“I’ve been a software developer since the late 1970s when I was running my own business in high-school. I was a VP in technology on Wall St. for many years, and even helped jump-start this whole Internet thing by putting JPMorgan & Co. on the Internet back in early 1991 — JPMorgan was the very first bank in the world on the Internet — and helping to fund the development of a little program called Mosaic (which later became Netscape). I’ve run my own consulting business. I am the founder of a start-up. God help me.
I am 41, I’ve got 25 years in this business and I know lots and lots and lots of people. I have never seen such pessimism from so many smart, smart people before. Why are they so blue? Its simple:
They know that no matter how hard they work, no matter how many degrees they have, no matter how much have contributed/created in the past, and no matter how much they are capable of creating in the future — it doesn’t matter one bit. They’re all toast. Because you see, its not about training, or capability, or creativity, or past contributions, or future potential… its only about cost.
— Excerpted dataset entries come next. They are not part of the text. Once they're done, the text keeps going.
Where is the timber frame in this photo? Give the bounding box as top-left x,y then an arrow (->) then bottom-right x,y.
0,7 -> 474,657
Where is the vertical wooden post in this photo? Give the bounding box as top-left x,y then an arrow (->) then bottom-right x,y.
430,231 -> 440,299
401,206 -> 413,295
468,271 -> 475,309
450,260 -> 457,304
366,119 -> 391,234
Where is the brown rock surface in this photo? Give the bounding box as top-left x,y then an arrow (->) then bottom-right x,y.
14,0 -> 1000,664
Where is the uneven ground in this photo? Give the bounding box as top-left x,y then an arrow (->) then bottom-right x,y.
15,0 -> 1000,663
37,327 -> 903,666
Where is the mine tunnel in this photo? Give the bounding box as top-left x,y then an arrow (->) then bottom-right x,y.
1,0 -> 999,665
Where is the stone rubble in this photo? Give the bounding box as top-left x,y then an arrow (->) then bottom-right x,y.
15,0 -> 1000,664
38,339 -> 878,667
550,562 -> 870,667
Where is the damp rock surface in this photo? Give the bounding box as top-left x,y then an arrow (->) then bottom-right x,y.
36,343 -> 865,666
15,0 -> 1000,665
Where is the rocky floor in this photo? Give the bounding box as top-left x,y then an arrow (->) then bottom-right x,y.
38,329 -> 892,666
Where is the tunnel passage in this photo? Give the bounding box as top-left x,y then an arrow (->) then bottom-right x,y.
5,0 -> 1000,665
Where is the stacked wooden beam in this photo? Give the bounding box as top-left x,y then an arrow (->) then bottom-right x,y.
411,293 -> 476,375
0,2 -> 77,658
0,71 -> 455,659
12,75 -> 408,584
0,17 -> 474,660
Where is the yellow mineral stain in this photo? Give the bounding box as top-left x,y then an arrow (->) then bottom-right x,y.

And there’s no way they can win.
Ask any employer who’s fired their IT people. they’ll tell you: It doesn’t matter what their American staff was capable of creating or achieving. They just don’t want Americans, no matter what. Its all about a race to the bottom; a race to see who can get away with paying the least.
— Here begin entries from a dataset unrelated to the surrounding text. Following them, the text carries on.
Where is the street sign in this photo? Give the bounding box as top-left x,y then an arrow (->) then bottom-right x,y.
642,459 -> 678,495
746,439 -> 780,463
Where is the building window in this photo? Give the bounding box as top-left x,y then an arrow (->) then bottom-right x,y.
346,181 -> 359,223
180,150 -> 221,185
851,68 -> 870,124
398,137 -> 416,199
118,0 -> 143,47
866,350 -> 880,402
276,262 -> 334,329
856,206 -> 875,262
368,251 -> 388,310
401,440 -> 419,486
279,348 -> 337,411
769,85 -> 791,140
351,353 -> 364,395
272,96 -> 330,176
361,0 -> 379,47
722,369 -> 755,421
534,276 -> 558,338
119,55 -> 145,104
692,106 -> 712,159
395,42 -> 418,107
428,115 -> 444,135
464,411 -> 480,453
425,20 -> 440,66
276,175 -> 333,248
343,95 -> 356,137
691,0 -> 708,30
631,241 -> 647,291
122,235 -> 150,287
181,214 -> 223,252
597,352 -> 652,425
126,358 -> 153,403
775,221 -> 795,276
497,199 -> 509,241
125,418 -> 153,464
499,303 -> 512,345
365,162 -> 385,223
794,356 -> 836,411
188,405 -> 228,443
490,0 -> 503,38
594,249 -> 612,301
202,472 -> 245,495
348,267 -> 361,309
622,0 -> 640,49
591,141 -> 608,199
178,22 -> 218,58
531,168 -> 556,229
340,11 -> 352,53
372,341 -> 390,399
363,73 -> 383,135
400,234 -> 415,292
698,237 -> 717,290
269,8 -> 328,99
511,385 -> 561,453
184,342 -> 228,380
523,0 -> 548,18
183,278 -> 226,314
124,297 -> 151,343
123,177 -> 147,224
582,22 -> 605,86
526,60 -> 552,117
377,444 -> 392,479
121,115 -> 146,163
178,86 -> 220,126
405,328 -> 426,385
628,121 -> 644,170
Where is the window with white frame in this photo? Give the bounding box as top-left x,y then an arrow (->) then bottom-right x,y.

With about 3 Billion people in the world willing to work for pennies, and with selfish, greedy, thoughtless corporate thugs willing to put the shaft to Americans and others who made our high-technology world possible, there’s no possible way for American (or other) workers to survive. There’s just no competing with essentially free labor.”
I don’t think the job loss situation is about “trade” at all. I think the use of the terms “trade” and “free trade” are clever ways to distract from the real problem. “Trade” sounds great, OF COURSE we should “trade” with others. Duh! But the arguments I have heard promoting sending jobs offshore are pretty much the same argument as those for getting rid of the minimum wage, for not having unions, for workers keeping quiet, doing what they’re told and being grateful that they have food and shelter at all. As I wrote the other day in Trade, Jobs and the Ongoing Struggle,
“Show me where the current trade arguments are different from the minimum wage arguments? They argue that raising (or even having) a minimum wage keeps the poor from getting jobs. And they argue that asking trade partners to protect workers rights and safety and pay higher wages keeps THEIR poor from getting jobs.”
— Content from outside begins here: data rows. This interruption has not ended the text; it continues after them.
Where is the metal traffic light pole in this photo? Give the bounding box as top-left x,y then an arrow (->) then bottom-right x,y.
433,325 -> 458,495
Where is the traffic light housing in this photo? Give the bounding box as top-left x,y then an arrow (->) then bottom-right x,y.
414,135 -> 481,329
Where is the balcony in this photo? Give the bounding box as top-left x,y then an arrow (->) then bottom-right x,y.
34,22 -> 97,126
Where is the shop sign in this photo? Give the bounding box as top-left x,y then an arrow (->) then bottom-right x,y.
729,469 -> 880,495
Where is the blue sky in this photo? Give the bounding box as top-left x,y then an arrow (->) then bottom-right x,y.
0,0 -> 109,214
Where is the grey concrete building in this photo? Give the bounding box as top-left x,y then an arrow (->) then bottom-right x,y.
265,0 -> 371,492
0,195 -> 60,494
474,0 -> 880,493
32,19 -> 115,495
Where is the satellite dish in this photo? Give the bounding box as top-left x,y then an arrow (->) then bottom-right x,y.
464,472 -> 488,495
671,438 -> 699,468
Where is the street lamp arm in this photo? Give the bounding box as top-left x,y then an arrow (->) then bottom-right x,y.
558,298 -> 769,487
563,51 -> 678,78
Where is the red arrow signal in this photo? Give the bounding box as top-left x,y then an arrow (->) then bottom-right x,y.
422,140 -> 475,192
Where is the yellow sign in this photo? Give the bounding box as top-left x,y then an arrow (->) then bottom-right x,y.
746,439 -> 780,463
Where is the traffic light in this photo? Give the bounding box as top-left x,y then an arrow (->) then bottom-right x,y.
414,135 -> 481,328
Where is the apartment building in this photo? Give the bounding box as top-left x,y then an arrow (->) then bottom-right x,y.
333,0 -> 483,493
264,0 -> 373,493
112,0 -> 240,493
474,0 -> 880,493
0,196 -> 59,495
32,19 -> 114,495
I think this is about the moneyed interests — corporations in this case — being able to make use of global unemployment to drive down not just wages and benefits (costs) but also the power of workers. This is about the struggle between labor and capital that has been going on and will go on. Since they started shipping jobs to Mexico they have been able to substantially weaken the unions and by weakening the unions they have weakened the power of the Democratic coalition (with some help from Ralph).
It seems that the question, Who is our economy FOR, anyway? gets more and more relevant every day.